Therefore, the user 1 can operate the desired operation target
apparatus 30 unconsciously.
[0261] As another instruction method, note that the information
processing device 10 may directly control the operation of the
operation target apparatus 30, for example. In other words, the
information processing device 10 controls the operation of the
operation target apparatus 30 without going through the operating
apparatus 20 as an agent.

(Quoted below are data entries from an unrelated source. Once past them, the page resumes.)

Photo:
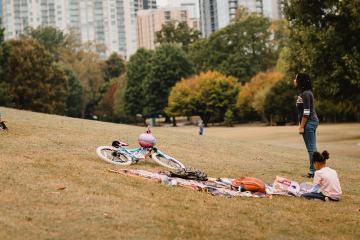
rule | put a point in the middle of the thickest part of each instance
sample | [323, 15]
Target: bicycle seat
[118, 144]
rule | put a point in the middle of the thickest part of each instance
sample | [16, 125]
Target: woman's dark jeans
[315, 195]
[310, 141]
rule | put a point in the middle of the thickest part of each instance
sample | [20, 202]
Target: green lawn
[42, 153]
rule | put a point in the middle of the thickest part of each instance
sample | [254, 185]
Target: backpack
[249, 184]
[190, 174]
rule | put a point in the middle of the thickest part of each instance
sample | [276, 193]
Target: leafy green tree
[209, 95]
[2, 30]
[137, 70]
[325, 42]
[114, 66]
[177, 32]
[279, 104]
[168, 66]
[119, 101]
[34, 81]
[241, 49]
[252, 95]
[75, 98]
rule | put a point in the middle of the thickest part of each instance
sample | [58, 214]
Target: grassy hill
[42, 154]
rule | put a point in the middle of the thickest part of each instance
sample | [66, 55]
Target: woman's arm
[302, 124]
[306, 113]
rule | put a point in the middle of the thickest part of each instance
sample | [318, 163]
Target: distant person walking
[308, 120]
[201, 128]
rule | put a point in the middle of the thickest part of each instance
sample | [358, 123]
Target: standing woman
[308, 120]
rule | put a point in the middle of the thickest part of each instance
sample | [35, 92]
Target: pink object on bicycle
[147, 140]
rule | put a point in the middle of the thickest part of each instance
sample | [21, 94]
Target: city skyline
[116, 24]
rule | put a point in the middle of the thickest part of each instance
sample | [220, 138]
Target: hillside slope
[42, 154]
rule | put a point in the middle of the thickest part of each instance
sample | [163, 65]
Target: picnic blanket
[215, 187]
[221, 186]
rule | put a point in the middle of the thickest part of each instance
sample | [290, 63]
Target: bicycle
[119, 154]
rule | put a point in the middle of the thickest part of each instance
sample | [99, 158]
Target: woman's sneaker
[310, 175]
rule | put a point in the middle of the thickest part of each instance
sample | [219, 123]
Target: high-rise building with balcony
[150, 21]
[108, 22]
[216, 14]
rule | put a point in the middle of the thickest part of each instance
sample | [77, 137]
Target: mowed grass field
[43, 154]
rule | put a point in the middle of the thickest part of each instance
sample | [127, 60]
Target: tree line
[241, 73]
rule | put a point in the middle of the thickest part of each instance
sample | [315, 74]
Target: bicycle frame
[136, 153]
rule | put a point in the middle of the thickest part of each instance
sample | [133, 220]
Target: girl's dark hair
[303, 81]
[321, 158]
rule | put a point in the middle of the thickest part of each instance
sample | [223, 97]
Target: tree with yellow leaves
[252, 95]
[208, 95]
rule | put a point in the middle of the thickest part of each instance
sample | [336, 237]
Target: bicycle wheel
[107, 153]
[166, 161]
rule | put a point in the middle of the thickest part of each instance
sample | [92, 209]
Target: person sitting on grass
[326, 181]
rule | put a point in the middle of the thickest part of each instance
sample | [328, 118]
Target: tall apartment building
[268, 8]
[192, 7]
[108, 22]
[216, 14]
[150, 21]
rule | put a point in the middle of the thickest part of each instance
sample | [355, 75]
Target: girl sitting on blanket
[326, 182]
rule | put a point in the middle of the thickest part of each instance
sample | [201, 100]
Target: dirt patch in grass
[42, 154]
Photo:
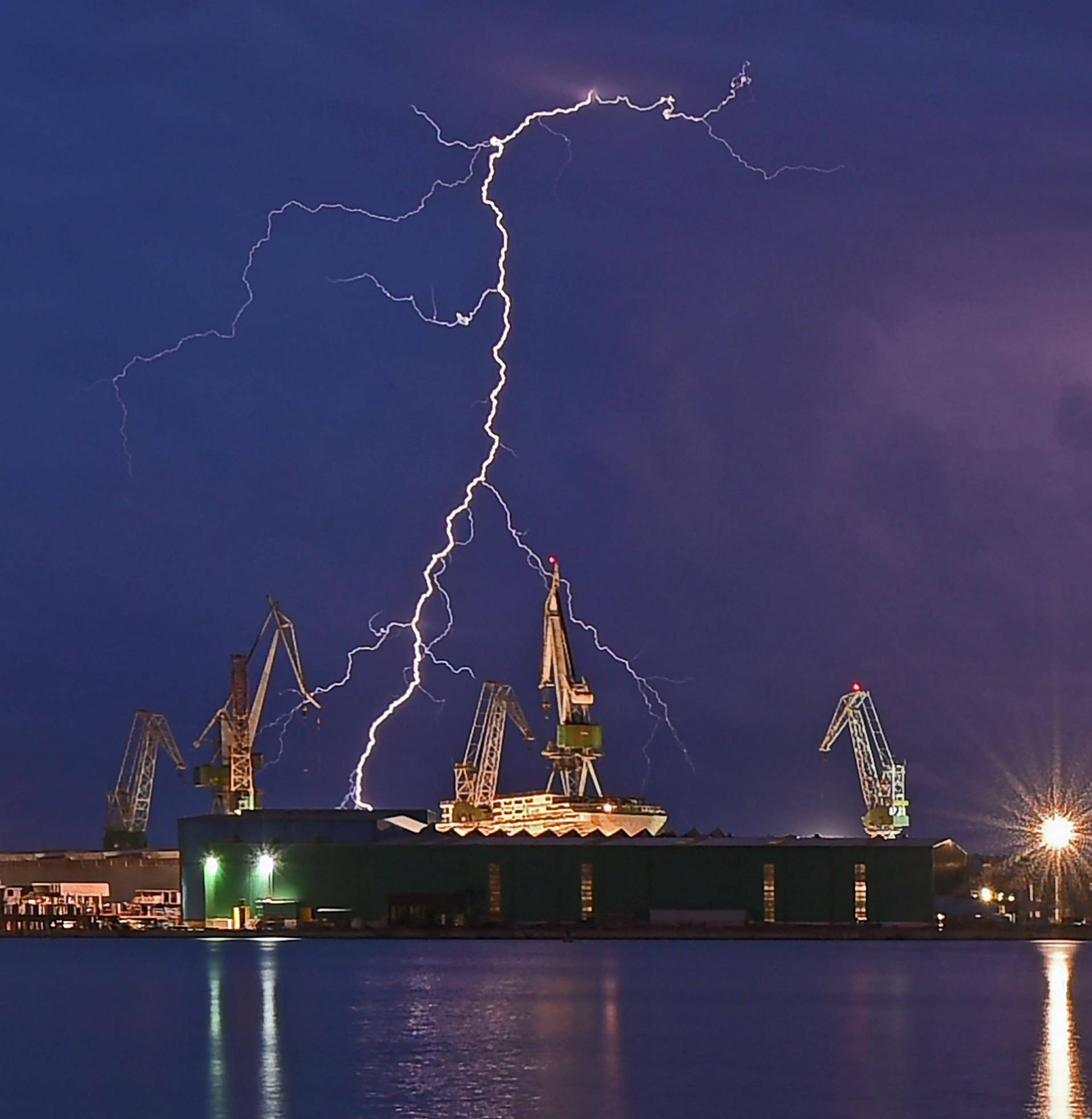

At this time, the information processing
device 10 can control the operation of the operation target
apparatus 30 even without recognizing the control method of each
operating apparatus 20.
3. Variations
[0262] (Other Examples of Configuration)
[0263] Although the above description has illustrated a
configuration (configuration illustrated in FIG. 2) in which two
operating apparatuses 20-1 and 20-2 are respectively provided for
one information processing device 10 and five operating target
apparatuses 30-1 to 30-5 are respectively provided for two
operating apparatuses 20-1 and 20-2, the number of these
apparatuses is not limited, and a configuration in which a
plurality of operating apparatuses 20 and a plurality of operation
target apparatuses 30 are provided can be employed.
[0264] FIG. 26 illustrates another example of the configuration
including an information processing device to which the present
technology is applied.
[0265] The configuration illustrated in FIG. 26 includes the
information processing device 10, operating apparatuses 20-1 to
20-N (N is an integer of 1 or larger), and operation target
apparatuses 30-1 to 30-M (M is an integer of 1 or larger).
[0266] In FIG. 26, operating apparatuses 20-1 to 20-N are provided
for the information processing device 10, and any of the operation
target apparatuses 30-1 to 30-M is provided for each of the
operating apparatuses 20-1 to 20-N. That is, a plurality of
operating apparatuses 20 is provided for the information processing
device 10, and one or a plurality of operation target apparatuses
30 is provided for each operating apparatus 20.
[0267] Although it has been described in the above description that
the control unit 100 in the information processing device 10 on the
local side includes the voice recognition processing unit 121 to
the reproduction volume characteristic determination unit 126, note
that all or some of the voice recognition processing unit 121 to
the reproduction volume characteristic determination unit 126 may
be incorporated in the server 50 on the cloud side. That is, each
of the voice recognition processing unit 121 to the reproduction
volume characteristic determination unit 126 may be incorporated in
either apparatus of the information processing device 10 on the
local side or the server 50 on the cloud side.
[0268] Furthermore, as a countermeasure for accessibility,
information regarding various utterances may be presented on a
screen of the information processing device 10 or the mobile
apparatus 40, so that the user 1 is only required to simply select
which utterance is to be reproduced from the information to start
reproduction of synthetic voice by the information processing
device 10.
[0269] Specifically, for example, since one or a plurality of
preset utterances is displayed as a list after the button of
"wake-up word" is operated, the user 1 is only required to select a
button for the desired utterance from the list. Moreover, commands
(interactive transitions) frequently used in the transition after
the selected button may be displayed here in a list. Specifically,
when the button of "register schedule" is selected after the button
of "wake-up word" is operated, a command of "lunch" is displayed as
a candidate. Here, note that the user 1 may perform input operation
(text input) on the spot, and text according to the input operation
may be reproduced by voice synthesis.
[0270] Furthermore, the series of processes described above (e.g.,
processes illustrated in flowchart of FIG. 7, FIG. 8, or the like
described above) can be executed by hardware or software. In a case
where a series of processes are executed by software, programs that
configure the software are installed in the information processing
device 10.
[0271] Then, in the information processing device 10, the control
unit 100 (e.g., CPU) loads and executes a program recorded in a
storage device (e.g., read only memory (ROM)) such as the memory
101 in a random access memory (RAM), so as to execute the series of
processes described above.
[0272] Note that the program executed by the control unit 100
(e.g., CPU) can be recorded on a removable recording medium as a
package medium or the like and provided, for example. Furthermore,
a program can be provided via a wired or wireless transmission
medium such as a local area network, the Internet, or digital
satellite broadcasting.
[0273] Here, in the present disclosure, the processes performed by
the control unit 100 (e.g., CPU) according to the program do not
necessarily have to be performed in chronological order in the
order described as the flowchart described above. That is, the
processing performed by the control unit 100 (e.g., CPU) according
to the program also includes processes executed in parallel or
individually (e.g., parallel process or process by object).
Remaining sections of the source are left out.